En combinant les genres du Wu xia pian (film de sabre), du fantastique, de l'horreur, de la romance et de la féerie, Jiang-Hu est une merveille formelle de chaque instant. Tant pour le soin esthétique de sa scénographie baroque (à l'instar des immenses sculptures de pierre implantées dans le palais de Zhuo) et de sa photo onirique (sa nature crépusculaire et sa rivière d'Eden !) que de ses affrontements belliqueux où les corps à corps aériens insufflent une vélocité vertigineuse ! Outre son action chorégraphique d'une vigueur étourdissante comme l'accentue notamment le dynamisme du montage, Jiang-Hu amorce surtout une magnifique histoire d'amour au fil de son odyssée guerrière auquel un combattant finit par se compromettre au choix cornélien après avoir chéri sa maîtresse farouche.
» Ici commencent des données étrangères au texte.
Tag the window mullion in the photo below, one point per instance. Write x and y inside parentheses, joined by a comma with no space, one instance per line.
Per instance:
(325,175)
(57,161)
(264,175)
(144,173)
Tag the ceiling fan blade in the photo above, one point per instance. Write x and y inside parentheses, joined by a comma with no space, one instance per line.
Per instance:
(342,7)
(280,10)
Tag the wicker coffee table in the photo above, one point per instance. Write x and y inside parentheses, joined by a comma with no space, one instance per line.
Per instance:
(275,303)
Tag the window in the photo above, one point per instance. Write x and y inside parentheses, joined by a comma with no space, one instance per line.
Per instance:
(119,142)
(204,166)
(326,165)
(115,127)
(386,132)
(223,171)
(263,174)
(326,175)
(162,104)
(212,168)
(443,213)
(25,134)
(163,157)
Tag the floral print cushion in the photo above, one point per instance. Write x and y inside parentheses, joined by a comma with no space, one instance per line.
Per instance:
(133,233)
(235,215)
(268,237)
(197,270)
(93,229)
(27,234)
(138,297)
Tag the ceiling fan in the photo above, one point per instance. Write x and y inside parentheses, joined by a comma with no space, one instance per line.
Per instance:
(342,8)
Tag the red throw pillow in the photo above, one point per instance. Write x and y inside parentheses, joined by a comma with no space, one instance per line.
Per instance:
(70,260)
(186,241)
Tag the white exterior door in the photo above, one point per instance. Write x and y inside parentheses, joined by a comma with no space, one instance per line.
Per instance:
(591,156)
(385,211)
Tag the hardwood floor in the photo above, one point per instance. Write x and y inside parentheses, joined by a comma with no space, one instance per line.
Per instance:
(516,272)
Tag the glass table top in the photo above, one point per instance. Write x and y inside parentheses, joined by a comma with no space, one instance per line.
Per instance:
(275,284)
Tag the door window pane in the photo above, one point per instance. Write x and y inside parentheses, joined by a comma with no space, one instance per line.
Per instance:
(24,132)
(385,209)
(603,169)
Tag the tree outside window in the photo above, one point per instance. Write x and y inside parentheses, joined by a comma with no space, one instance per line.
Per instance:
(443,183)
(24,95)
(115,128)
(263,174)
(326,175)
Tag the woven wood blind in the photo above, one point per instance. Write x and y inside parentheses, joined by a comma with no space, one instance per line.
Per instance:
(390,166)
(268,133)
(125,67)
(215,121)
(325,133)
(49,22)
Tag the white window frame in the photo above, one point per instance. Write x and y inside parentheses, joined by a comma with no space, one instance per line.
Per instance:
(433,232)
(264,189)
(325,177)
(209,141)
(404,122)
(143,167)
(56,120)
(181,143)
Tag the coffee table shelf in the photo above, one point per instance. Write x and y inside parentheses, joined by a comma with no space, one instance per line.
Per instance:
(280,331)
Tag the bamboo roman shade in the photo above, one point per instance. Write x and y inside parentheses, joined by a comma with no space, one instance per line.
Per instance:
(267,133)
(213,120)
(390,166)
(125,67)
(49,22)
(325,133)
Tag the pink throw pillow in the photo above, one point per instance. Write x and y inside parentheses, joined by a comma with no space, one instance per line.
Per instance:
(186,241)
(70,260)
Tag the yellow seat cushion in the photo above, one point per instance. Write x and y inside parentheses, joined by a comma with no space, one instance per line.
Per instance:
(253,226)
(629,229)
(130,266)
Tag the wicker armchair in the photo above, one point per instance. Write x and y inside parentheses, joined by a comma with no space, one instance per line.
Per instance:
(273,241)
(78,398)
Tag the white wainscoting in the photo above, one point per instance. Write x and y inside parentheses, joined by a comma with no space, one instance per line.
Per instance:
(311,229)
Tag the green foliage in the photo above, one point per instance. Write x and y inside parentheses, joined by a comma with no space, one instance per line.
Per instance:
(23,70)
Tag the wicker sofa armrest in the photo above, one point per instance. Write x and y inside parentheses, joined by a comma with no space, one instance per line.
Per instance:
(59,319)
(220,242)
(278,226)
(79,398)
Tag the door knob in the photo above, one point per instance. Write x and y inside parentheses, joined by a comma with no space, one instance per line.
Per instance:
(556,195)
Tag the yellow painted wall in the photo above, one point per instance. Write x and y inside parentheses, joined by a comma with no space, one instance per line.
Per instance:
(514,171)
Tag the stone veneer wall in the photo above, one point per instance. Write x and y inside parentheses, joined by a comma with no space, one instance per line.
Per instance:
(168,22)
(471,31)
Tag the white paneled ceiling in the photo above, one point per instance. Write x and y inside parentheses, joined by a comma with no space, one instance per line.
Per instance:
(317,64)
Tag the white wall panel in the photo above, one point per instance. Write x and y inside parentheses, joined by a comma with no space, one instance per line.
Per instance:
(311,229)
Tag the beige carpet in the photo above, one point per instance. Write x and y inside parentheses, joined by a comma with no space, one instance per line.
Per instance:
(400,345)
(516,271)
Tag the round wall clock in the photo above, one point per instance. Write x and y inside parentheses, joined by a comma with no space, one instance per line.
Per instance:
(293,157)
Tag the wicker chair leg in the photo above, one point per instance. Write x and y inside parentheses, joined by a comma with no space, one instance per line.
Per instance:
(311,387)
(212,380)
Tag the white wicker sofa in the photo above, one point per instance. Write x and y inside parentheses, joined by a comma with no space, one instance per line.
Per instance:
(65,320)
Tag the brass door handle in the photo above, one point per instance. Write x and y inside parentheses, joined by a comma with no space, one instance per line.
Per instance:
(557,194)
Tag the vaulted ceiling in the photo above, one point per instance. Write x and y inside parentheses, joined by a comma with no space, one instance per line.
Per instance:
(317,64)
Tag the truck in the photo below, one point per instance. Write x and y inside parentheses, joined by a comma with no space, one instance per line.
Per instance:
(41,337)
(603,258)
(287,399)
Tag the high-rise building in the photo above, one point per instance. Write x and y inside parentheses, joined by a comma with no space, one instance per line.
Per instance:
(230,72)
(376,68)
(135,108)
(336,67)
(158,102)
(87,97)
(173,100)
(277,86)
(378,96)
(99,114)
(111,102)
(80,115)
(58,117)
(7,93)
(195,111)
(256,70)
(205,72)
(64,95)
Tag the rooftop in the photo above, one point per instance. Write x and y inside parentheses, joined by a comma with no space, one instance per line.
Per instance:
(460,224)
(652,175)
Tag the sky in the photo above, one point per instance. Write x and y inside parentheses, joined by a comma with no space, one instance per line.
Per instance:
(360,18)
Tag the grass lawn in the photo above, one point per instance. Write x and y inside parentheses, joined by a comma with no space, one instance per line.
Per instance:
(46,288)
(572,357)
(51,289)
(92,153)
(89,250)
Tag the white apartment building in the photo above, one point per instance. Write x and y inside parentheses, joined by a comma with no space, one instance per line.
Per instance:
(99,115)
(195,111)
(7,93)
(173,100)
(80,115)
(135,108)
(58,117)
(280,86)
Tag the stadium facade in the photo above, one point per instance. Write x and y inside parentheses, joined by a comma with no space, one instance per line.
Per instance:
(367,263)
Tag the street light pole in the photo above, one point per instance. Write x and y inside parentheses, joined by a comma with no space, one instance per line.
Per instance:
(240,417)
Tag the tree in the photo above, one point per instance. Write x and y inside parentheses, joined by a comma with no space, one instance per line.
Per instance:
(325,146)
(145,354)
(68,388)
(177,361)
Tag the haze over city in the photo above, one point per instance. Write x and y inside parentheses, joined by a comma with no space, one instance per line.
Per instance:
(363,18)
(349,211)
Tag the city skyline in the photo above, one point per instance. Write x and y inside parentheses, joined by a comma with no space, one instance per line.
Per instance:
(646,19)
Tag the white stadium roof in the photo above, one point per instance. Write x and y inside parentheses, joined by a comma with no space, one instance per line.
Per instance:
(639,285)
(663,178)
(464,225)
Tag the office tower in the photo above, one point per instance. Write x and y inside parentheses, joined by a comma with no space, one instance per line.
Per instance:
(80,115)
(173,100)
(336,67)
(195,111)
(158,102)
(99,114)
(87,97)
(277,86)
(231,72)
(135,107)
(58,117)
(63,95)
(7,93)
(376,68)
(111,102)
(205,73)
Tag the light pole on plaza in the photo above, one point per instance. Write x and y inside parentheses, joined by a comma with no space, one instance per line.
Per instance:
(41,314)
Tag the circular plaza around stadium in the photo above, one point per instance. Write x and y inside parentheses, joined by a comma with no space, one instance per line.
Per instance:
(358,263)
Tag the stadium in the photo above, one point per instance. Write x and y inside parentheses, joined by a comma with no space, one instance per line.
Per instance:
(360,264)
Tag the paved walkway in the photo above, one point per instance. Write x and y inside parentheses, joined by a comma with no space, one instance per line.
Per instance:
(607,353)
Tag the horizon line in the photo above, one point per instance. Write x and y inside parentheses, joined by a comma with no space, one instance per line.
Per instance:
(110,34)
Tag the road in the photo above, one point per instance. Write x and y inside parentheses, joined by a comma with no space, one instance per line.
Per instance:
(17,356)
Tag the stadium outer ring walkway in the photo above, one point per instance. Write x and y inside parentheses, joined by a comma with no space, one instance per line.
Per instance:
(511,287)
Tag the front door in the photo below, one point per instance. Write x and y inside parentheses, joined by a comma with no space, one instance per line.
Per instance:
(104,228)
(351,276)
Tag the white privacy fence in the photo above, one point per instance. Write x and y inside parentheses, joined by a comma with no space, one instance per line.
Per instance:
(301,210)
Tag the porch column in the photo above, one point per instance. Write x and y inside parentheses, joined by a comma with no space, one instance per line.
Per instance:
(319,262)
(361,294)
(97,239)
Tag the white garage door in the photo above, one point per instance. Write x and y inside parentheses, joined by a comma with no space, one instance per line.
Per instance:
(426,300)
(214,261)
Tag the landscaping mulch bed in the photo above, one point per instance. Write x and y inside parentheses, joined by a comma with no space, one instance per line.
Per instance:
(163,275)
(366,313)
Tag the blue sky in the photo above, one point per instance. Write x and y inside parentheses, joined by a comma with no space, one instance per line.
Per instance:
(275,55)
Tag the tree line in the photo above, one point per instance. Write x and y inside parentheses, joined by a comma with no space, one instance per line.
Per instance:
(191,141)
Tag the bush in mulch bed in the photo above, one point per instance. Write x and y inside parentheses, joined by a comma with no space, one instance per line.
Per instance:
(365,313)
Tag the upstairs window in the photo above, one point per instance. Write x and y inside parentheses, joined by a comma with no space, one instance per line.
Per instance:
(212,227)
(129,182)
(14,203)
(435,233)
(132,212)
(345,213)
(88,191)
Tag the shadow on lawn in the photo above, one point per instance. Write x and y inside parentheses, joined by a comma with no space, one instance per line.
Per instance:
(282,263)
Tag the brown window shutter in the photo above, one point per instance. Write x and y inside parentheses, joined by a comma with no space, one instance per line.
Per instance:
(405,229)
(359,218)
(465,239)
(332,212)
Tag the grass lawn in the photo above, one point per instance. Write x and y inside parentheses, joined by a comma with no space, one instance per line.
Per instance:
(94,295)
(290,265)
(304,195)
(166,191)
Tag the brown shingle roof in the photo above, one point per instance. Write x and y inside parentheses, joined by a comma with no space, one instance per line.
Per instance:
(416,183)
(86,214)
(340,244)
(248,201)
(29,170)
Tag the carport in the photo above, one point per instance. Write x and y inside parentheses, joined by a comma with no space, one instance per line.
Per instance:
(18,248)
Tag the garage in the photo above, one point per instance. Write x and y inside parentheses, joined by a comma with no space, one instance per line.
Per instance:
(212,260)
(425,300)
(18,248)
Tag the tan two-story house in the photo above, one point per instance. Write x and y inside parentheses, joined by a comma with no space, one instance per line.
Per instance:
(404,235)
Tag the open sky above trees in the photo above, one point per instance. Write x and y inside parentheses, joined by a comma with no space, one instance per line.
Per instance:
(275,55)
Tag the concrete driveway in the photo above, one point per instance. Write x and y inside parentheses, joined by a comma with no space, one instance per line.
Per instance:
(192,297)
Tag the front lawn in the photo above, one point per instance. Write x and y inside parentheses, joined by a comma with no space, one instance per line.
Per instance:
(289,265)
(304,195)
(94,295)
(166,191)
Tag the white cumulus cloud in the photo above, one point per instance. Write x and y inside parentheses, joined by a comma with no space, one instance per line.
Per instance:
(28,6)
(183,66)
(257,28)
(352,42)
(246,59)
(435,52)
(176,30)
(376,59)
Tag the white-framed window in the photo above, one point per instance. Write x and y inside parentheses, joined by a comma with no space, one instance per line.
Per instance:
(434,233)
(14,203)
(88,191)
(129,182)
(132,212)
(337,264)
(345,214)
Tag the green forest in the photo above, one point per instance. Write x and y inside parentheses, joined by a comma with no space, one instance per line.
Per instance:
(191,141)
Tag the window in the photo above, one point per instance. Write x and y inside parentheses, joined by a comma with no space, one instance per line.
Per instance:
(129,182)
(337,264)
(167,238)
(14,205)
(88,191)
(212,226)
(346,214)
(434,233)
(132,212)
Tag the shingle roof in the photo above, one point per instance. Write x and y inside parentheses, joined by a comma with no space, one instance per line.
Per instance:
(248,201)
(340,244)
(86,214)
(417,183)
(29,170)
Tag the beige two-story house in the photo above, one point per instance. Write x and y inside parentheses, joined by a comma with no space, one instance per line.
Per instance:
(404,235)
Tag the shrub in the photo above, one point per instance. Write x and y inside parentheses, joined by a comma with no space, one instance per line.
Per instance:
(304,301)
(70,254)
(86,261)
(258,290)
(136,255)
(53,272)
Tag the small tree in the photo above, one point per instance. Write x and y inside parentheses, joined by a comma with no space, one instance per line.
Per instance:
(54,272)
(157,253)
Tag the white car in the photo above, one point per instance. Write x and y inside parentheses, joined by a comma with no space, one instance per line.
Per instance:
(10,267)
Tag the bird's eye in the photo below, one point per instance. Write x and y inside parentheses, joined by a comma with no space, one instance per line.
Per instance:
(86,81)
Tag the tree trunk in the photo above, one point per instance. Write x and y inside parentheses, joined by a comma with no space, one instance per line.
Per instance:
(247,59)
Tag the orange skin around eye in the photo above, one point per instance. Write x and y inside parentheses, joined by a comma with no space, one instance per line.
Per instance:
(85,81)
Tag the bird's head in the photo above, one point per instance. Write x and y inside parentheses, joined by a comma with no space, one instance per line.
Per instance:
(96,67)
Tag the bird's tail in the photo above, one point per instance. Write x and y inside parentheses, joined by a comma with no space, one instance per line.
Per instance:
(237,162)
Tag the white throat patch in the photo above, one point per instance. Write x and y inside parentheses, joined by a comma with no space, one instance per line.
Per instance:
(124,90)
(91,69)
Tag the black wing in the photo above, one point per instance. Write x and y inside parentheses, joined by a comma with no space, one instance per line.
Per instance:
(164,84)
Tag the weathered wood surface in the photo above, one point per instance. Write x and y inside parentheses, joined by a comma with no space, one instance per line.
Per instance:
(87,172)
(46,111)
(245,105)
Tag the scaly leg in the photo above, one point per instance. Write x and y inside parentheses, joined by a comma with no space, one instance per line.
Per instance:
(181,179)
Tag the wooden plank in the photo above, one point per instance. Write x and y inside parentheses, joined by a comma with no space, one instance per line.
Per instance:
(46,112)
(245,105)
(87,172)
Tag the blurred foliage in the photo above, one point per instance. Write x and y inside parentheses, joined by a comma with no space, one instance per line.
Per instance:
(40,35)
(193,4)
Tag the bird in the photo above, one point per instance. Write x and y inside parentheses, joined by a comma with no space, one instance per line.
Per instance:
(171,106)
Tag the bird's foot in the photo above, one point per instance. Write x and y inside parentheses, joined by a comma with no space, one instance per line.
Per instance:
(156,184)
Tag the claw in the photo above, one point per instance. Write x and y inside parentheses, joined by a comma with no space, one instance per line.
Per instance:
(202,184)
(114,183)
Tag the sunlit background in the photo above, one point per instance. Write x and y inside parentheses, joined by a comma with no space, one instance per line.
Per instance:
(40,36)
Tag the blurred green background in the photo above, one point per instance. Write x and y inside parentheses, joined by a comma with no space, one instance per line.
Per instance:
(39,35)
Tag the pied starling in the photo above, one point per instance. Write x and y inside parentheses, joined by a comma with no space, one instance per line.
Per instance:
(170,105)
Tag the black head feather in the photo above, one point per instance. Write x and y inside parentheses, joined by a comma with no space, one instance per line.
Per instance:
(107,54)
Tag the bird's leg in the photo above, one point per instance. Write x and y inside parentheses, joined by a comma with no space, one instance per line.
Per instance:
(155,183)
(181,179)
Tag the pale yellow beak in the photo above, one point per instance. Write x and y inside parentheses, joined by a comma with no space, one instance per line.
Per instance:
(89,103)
En abordant les thèmes de la jalousie, de la traîtrise et surtout de la suspicion, Ronny Yu joue brillamment sur l'ambiguïté de leurs rapports amoureux après que des membres du clan de Zhuo furent retrouvés massacrés (par l'éventuelle dulcinée). Sous l'impulsion de leur discorde sentimentale en perdition vient se greffer l'impériosité machiavélique d'un autre amant adepte de magie noire. Un leader hybride redoutablement mesquin si bien qu'il se partage son corps avec sa cruelle soeur jumelle. D'un charisme diabolique dans leurs apparences exubérantes, ces derniers instaurent une aura horrifique irrésistiblement ensorcelante au fil de leurs exploits surnaturels ! Ronny Yu s'en donnant à coeur joie pour transfigurer des combats au sabre (disputés au sol et dans les airs) avec l'appui d'effets spéciaux insensés !


Fleur de sang
Poème féerique prônant les valeurs de l'amour, de la confiance et de l'espoir derrière l'absurdité d'un conflit guerrier avide d'autocratie, Jiang-Hu transcende les genres disparates évoqués plus haut sous une forme aussi baroque que débridée. Il en émane un spectacle épique d'une flamboyance lyrique quand bien même son intensité dramatique en berne nous laisse une note amère quant à l'éventuelle rédemption du couple infortuné.